Anyone looking at the images sent by the army last week from the Kerem Shalom crossing may reach the following conclusion: To control Gaza’s food market, you can’t suffice with small warehouses in underground tunnels, you need a large building. And not one small warehouse captured by the army has been shown to the Israeli public.
Of course, Hamas has been eating food that has entered Gaza. But this is true in every such situation. Hamas gunmen will be the last to starve – long after the children, women, elderly and Israeli hostages – because in the system created by Israel and the Gaza Humanitarian Foundation, only the strong eat. This helps young men with rifles. The victims are everybody else.
Despite the countless warnings by experts in recent months, starvation crossed the threshold last week, with people starting to die from malnutrition. Of 133 deaths by hunger during the war, over 50 died last week. In recent days, images of emaciated Gazan children have appeared on the front pages of major newspapers around the world. This publicity seems to have touched a nerve in the Israeli army, which since Thursday has been trying to ease truck traffic.
The result was almost immediate. In a few hours, 45 flour trucks that arrived in Khan Yunis in the south helped drive down flour prices in the city to around 60 shekels ($18) per kilo from hundreds of shekels.
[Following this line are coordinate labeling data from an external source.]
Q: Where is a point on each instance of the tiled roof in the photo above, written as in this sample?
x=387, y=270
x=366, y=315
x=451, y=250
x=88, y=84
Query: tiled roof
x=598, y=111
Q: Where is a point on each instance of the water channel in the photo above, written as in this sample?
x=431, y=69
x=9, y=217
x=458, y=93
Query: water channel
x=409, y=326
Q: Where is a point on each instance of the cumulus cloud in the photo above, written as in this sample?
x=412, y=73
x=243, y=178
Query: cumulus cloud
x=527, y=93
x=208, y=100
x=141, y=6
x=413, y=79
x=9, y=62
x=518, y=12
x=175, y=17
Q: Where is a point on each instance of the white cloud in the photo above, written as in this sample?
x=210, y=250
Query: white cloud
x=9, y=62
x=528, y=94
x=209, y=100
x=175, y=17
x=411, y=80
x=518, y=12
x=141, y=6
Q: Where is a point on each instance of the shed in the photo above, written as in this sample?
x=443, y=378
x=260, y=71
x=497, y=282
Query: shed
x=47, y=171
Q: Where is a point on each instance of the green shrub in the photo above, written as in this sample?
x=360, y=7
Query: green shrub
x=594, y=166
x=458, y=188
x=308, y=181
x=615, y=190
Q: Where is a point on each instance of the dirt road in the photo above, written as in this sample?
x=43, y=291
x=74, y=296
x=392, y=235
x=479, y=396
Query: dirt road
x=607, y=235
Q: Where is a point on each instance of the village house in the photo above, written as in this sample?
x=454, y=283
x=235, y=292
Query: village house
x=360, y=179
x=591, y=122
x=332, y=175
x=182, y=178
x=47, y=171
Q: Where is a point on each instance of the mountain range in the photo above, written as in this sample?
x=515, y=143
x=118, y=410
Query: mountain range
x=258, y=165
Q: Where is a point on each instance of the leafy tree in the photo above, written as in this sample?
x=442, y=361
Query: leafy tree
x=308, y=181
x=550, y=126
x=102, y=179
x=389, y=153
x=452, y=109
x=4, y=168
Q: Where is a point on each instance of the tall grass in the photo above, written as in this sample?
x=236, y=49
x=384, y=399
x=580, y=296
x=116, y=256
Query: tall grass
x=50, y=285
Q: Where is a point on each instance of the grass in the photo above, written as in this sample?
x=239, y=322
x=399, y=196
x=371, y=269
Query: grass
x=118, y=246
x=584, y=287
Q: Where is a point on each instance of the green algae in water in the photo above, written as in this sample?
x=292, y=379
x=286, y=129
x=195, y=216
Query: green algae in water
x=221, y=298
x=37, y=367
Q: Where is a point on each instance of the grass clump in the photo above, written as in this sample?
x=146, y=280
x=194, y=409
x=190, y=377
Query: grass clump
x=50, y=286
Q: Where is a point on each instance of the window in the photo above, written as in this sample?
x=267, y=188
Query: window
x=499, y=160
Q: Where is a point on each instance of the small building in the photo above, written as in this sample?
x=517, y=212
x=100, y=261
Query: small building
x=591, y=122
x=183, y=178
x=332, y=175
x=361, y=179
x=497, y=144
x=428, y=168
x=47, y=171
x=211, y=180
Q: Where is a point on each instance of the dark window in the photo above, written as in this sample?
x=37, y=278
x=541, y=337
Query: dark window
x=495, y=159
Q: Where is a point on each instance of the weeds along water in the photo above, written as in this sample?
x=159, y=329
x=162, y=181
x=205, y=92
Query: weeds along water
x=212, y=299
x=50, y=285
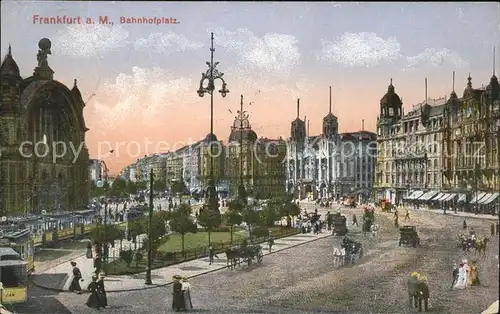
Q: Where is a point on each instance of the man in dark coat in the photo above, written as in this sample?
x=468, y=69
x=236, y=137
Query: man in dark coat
x=412, y=293
x=423, y=293
x=75, y=282
x=178, y=303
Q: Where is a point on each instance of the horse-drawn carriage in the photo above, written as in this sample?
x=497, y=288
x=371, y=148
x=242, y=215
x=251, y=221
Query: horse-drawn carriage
x=248, y=253
x=408, y=235
x=339, y=225
x=353, y=250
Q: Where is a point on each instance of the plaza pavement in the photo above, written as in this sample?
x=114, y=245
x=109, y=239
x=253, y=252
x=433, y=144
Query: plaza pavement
x=59, y=278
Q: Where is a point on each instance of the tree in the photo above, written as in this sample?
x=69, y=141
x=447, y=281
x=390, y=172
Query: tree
x=252, y=218
x=233, y=216
x=158, y=231
x=210, y=218
x=160, y=186
x=182, y=222
x=131, y=188
x=178, y=186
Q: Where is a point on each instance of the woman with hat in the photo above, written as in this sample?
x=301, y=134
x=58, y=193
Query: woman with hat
x=178, y=303
x=102, y=291
x=186, y=289
x=75, y=282
x=93, y=300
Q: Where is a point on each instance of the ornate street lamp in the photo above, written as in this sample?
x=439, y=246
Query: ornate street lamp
x=209, y=78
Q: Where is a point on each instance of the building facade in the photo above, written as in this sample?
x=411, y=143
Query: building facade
x=255, y=163
x=36, y=174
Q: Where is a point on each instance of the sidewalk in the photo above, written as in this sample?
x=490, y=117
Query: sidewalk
x=458, y=214
x=493, y=309
x=59, y=277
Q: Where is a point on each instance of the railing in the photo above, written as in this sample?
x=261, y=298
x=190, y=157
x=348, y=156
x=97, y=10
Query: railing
x=116, y=265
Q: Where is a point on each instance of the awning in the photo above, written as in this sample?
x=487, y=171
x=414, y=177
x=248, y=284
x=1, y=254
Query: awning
x=462, y=197
x=490, y=199
x=416, y=195
x=449, y=197
x=445, y=195
x=435, y=198
x=477, y=197
x=427, y=196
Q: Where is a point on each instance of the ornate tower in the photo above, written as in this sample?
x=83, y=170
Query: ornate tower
x=330, y=122
x=390, y=110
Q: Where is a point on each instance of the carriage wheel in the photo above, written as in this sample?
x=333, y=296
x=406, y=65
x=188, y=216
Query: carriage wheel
x=260, y=256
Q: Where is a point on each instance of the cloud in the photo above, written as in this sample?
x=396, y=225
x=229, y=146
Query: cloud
x=360, y=49
x=436, y=58
x=368, y=49
x=272, y=53
x=166, y=42
x=90, y=40
x=144, y=93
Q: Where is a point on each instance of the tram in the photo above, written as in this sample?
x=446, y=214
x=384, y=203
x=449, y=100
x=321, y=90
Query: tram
x=13, y=277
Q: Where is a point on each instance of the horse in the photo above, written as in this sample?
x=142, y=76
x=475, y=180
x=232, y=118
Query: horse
x=338, y=257
x=374, y=230
x=233, y=255
x=480, y=246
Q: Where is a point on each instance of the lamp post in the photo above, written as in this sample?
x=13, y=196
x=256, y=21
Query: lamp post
x=103, y=181
x=150, y=224
x=210, y=76
x=242, y=195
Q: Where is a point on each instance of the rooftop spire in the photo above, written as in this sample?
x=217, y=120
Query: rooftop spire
x=298, y=108
x=494, y=54
x=426, y=90
x=453, y=88
x=330, y=108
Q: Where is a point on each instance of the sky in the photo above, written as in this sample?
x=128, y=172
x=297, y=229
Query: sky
x=139, y=81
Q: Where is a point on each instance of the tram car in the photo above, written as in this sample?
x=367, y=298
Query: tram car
x=13, y=277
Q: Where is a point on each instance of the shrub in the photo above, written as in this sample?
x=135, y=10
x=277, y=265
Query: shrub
x=126, y=256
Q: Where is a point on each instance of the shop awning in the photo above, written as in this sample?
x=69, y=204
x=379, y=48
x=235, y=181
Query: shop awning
x=427, y=196
x=443, y=196
x=416, y=195
x=462, y=197
x=490, y=199
x=477, y=197
x=437, y=197
x=449, y=197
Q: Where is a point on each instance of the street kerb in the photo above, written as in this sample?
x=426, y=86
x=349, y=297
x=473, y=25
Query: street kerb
x=215, y=269
x=52, y=288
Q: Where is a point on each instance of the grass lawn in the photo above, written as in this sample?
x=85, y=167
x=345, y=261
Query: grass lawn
x=197, y=240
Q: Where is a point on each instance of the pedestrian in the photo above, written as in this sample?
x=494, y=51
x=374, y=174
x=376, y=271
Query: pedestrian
x=75, y=282
x=89, y=250
x=178, y=303
x=454, y=275
x=93, y=300
x=211, y=254
x=354, y=220
x=97, y=264
x=102, y=291
x=270, y=243
x=407, y=216
x=186, y=293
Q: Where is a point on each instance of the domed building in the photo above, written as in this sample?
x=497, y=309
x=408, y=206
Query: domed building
x=255, y=163
x=44, y=164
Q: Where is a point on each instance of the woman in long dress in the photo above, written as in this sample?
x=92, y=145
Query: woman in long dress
x=102, y=291
x=186, y=290
x=461, y=282
x=93, y=300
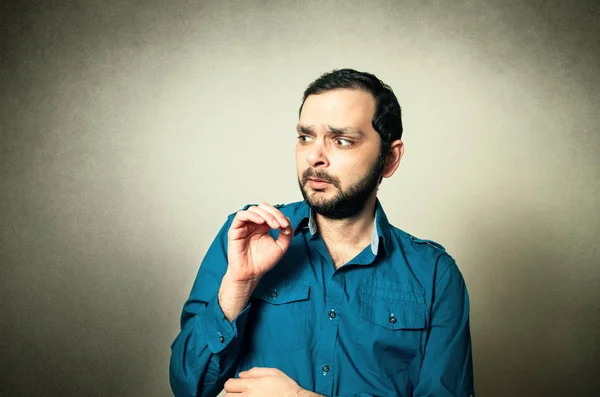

The army was also quick to declare Saturday that it will cooperate with international organizations to reopen the public kitchens and bakeries.
But the nightmare scenario is that all this may be too late for many children and adults. As one Gaza doctor explained last month, once the body passes a certain stage of starvation, the problem can no longer be resolved by food alone; close medical attention, special food, drugs and larger medical teams are needed. Meanwhile, on Sunday it was reported that six more people died of hunger over the past 24 hours.